Frankly, I'm shocked.

If I was doing it, I'd extract the MVs from the source frames into a moving window of 5 frames, [A] [B] [C] [D] [E], in order to interpolate MVs between [B] and [D], i.e. for [BBBCC] [BCCCC] [CCCCD] [CCDDD]. I'd do a 2nd-order (linear MV 'velocity' + non-linear MV 'acceleration') autocorrelation. Jeez, the source's MVs literally point the way. Why aren't they being used?

poisondeathray

29th April 2021, 03:06

Sorry. I did finally find authoritative documentation for MVTools2 (other than the Chinese site I found earlier... in Chinese of course ;) ) I read it all. It was unclear to me that source MVs were not used.

It's pretty clear source (codec) MV's are not used. Otherwise , why would you need to calculate or measure or estimate anything ?

Plugin uses block-matching method of motion estimation (similar methods are used in MPEG2, MPEG4, etc). At analysis stage plugin divides frames by small blocks and try to find for every block in current frame the most similar (matching) block in second frame (previous or next). The relative shift of these blocks is motion vector. The main measure of block similarity is sum of absolute differences (SAD) of all pixels of these two blocks compared. SAD is a value which says how good the motion estimation was.

Why the heck not?

Frankly, I'm shocked.

If I was doing it, I'd extract the MVs from the source frames into a moving window of 5 frames, [A] [B] [C] [D] [E], in order to interpolate MVs between [B] and [D], i.e. for [BBBCC] [BCCCC] [CCCCD] [CCDDD]. I'd do a 2nd-order (linear MV 'velocity' + non-linear MV 'acceleration') autocorrelation. Jeez, the source's MVs literally point the way. Why aren't they being used?

Another reason is the plugin receives uncompressed data from the decoder. There is no such thing as motion vectors at that stage. It does not access video codec parameters upstream .

If you were to write something capable of accessing codec MV's, it would have to be integrated or have access at the level of the decoder

markfilipak

29th April 2021, 03:26

It's pretty clear source (codec) MV's are not used. Otherwise , why would you need to calculate or measure or estimate anything ?

Let me repeat that: why would you need to calculate or measure or estimate anything ?

I think you made my point.

Of course, some calculating is required to synthesize intermediate frames, but to start by throwing out the source video's motion vectors seems insane to me.

Another reason is the plugin receives uncompressed data from the decoder. There is no such thing as motion vectors at that stage. It does not access video codec parameters upstream .

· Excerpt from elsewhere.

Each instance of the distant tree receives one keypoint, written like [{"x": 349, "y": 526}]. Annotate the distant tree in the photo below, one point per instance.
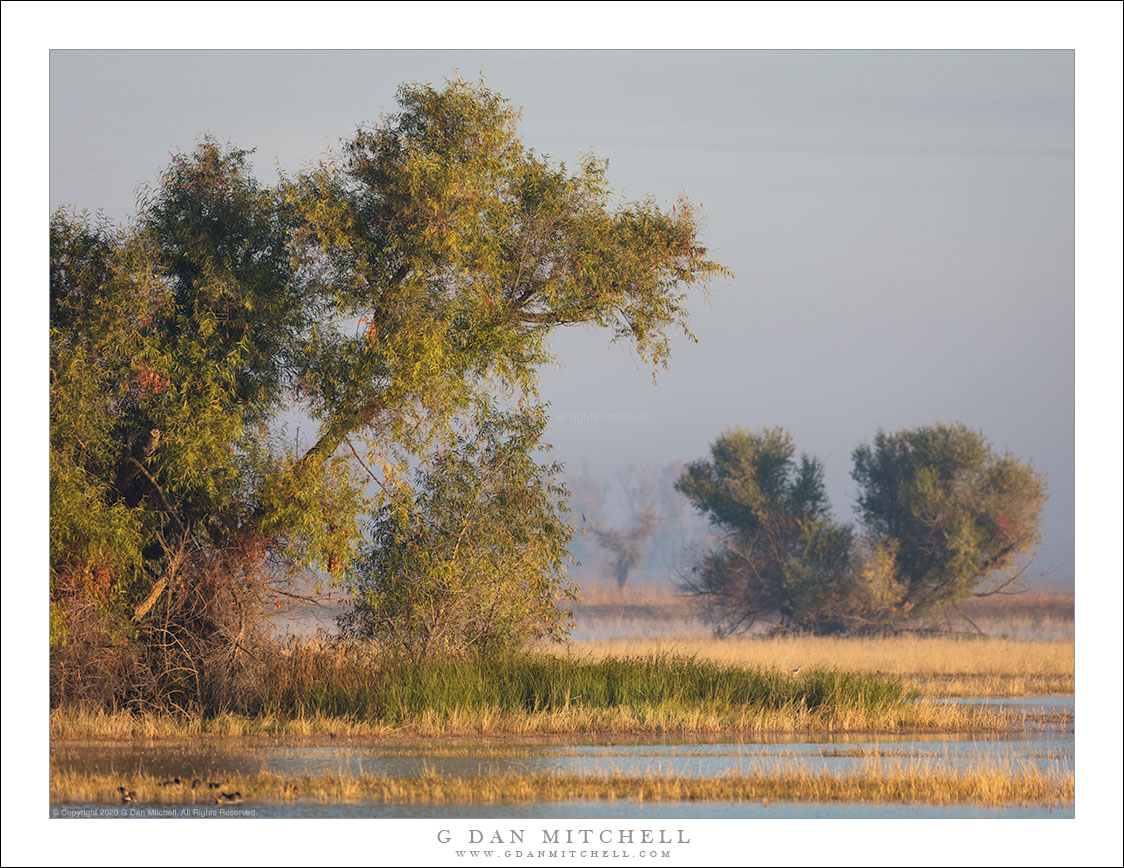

Screw the decoder. How hard would it be to rewrite the decoders to pass on the original motion vectors? If that can't be done -- I can't see why that would be -- then access the source frames (files) directly. Why not? That's not decoding. That's just knowing how to read the formatted data. It's not rocket science.

If you were to write something capable of accessing codec MV's, it would have to be integrated or have access at the level of the decoder

So? What's the problem?

It's not for me to write that. I'm a hardware design engineer, not a programmer. Oh, sure, I've written some code -- test programs, mostly -- and I did take computer programming in college 45 years ago, but I don't pretend to be a codesmith.

poisondeathray

29th April 2021, 03:34

Screw the decoder. How hard would it be to rewrite the decoders to pass on the original motion vectors? If that can't be done -- I can't see why that would be -- then access the source frames (files) directly. Why not? That's not decoding. That's just knowing how to read the formatted data. It's not rocket science.

So? What's the problem?

It's not for me to write that. I'm a hardware design engineer, not a programmer. Oh, sure, I've written some code -- test programs, mostly -- and I did take computer programming in college 45 years ago, but I don't pretend to be a codesmith.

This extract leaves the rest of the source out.